Na realidade, Adamor já participava do grupo Gente de Choro mesmo antes de se mudar definitivamente para Belém — sempre que podia, já estava tocando com o grupo, mesmo ainda itinerante. O nome Gente de Choro surgiu naturalmente: antes de existir a Casa do Choro, Gercino, Gilson e os outros saíam tocando pelos bares sem nome, alugavam táxi, iam de bar em bar, fechavam conta um pelo outro. Quando chegou a hora de batizar o grupo, a escolha foi óbvia: eram gente que só tocava chorinho. O grupo tinha dois solistas de bandolim: Adamor e Gercino Pacheco. Como Adamor residia no interior, era o segundo solista — Gercino, além de maior habilidade, estava mais presente em Belém. Mas Adamor solava e nas horas vagas revezava com Gilson Rodrigues no centro do cavaquinho. No início dos anos 1980 conheceu os chorões emergentes e promissores: Yuri Guedelha (flauta), Benjamin (clarinete), Josimar Monteiro (violão), Gerson Veloso (bandolim) e Fifi (bandolim).
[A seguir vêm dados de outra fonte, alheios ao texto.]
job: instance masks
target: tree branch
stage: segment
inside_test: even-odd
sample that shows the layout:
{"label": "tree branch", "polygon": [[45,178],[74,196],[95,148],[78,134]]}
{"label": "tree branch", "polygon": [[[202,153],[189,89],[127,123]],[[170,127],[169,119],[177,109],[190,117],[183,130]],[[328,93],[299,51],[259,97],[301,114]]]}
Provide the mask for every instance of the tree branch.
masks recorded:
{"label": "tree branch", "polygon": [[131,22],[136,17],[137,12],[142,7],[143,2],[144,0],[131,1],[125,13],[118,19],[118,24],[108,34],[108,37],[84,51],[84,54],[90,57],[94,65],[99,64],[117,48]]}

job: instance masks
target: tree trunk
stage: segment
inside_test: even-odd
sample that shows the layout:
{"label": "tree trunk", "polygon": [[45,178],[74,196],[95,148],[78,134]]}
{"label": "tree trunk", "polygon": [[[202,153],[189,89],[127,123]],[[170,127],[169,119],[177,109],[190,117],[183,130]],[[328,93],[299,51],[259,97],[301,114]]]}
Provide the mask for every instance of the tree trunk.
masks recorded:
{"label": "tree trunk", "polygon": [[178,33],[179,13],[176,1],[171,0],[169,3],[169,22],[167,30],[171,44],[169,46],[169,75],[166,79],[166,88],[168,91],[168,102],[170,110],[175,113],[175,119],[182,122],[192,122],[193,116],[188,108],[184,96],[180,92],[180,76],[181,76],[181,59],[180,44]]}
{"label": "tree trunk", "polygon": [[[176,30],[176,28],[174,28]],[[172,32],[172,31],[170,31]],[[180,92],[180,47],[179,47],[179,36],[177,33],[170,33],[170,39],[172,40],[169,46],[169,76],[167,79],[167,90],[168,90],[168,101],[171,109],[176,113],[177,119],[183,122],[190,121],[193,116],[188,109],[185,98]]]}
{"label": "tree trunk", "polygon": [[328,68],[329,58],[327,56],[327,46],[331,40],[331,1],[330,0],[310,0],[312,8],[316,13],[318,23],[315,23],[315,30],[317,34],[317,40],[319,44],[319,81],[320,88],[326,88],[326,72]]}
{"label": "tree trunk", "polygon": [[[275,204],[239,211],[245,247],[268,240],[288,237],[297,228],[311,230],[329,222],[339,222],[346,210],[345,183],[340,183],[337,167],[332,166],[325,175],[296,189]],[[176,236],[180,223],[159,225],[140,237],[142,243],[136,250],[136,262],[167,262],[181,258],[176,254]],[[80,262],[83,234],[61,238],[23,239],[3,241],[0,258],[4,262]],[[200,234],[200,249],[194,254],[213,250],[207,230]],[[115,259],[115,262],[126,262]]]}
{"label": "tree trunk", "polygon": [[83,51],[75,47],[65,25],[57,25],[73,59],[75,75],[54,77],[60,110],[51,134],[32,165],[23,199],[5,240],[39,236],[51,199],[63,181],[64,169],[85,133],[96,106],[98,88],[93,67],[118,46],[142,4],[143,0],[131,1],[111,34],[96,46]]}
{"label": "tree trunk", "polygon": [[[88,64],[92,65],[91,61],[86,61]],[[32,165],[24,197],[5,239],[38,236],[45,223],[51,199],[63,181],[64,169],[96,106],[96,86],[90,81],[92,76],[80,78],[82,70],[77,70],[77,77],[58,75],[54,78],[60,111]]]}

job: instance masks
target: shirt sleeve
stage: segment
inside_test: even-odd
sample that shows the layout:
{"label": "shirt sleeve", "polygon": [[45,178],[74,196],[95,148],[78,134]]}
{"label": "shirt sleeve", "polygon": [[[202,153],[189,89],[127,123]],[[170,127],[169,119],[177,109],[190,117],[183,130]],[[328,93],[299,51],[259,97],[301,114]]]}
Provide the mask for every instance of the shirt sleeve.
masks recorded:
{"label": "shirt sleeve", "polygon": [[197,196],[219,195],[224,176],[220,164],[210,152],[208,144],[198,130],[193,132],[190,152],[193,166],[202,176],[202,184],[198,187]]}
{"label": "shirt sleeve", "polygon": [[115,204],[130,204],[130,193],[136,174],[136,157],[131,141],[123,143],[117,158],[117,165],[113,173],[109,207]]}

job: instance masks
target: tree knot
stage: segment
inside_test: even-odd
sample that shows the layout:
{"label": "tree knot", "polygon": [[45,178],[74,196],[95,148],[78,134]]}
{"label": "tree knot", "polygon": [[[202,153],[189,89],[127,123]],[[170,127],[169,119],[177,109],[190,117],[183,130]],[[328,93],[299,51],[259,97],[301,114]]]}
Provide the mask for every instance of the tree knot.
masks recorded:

Em 1983, Aldemir morreu. Tinha apenas quatro anos de Casa do Choro — de 1979 a 1983. A viúva não deu continuidade e fechou as portas. Os chorões ficaram sem teto e passaram a se encontrar aos sábados pela manhã na calçada em frente à casa de Gilson. O pai dele tinha um pequeno açougue; Gilson trabalhava ali, separava tira-gostos, mandava buscar bebida — e o choro acontecia no sol, na calçada. O público foi crescendo: professores, estudantes, escritores. A calçada não comportava mais. Gilson abriu uma pequena sala de sua casa. O espaço ficou pequeno logo. Expandiu para o terreno lateral, construiu cobertura. No dia 28 de outubro de 1987 foi inaugurada a Casa do Gilson — hoje o QG do choro do Pará, o templo, desde 1987 em atividade contínua. Mas Adamor não parou. Integrou os grupos Novo Som e Só Nascente (choro e samba), Manga Verde e Oficina (samba de muita qualidade — Adamor tem sambas de autoria própria nos discos desses dois grupos) e o folclórico Folclore Curubudo Veropezo (grupo de boi, muito bacana), sem jamais largar a identidade de chorão. Adamor tem composição no disco do Manga Verde. Aldemir, é bom lembrar, era funcionário do Banco da Amazônia e não poderia ter razão social, mas mesmo assim criou a Casa do Choro com todos os detalhes formais e assinava a carteira de trabalho dos músicos mais carentes. Um homem que vivia para o choro. O choro não era gênero para ele — era estado de espírito. Havia choro triste e choro alegre, choro sério e choro brincalhão, e tudo dependia do que o músico sentia naquele momento.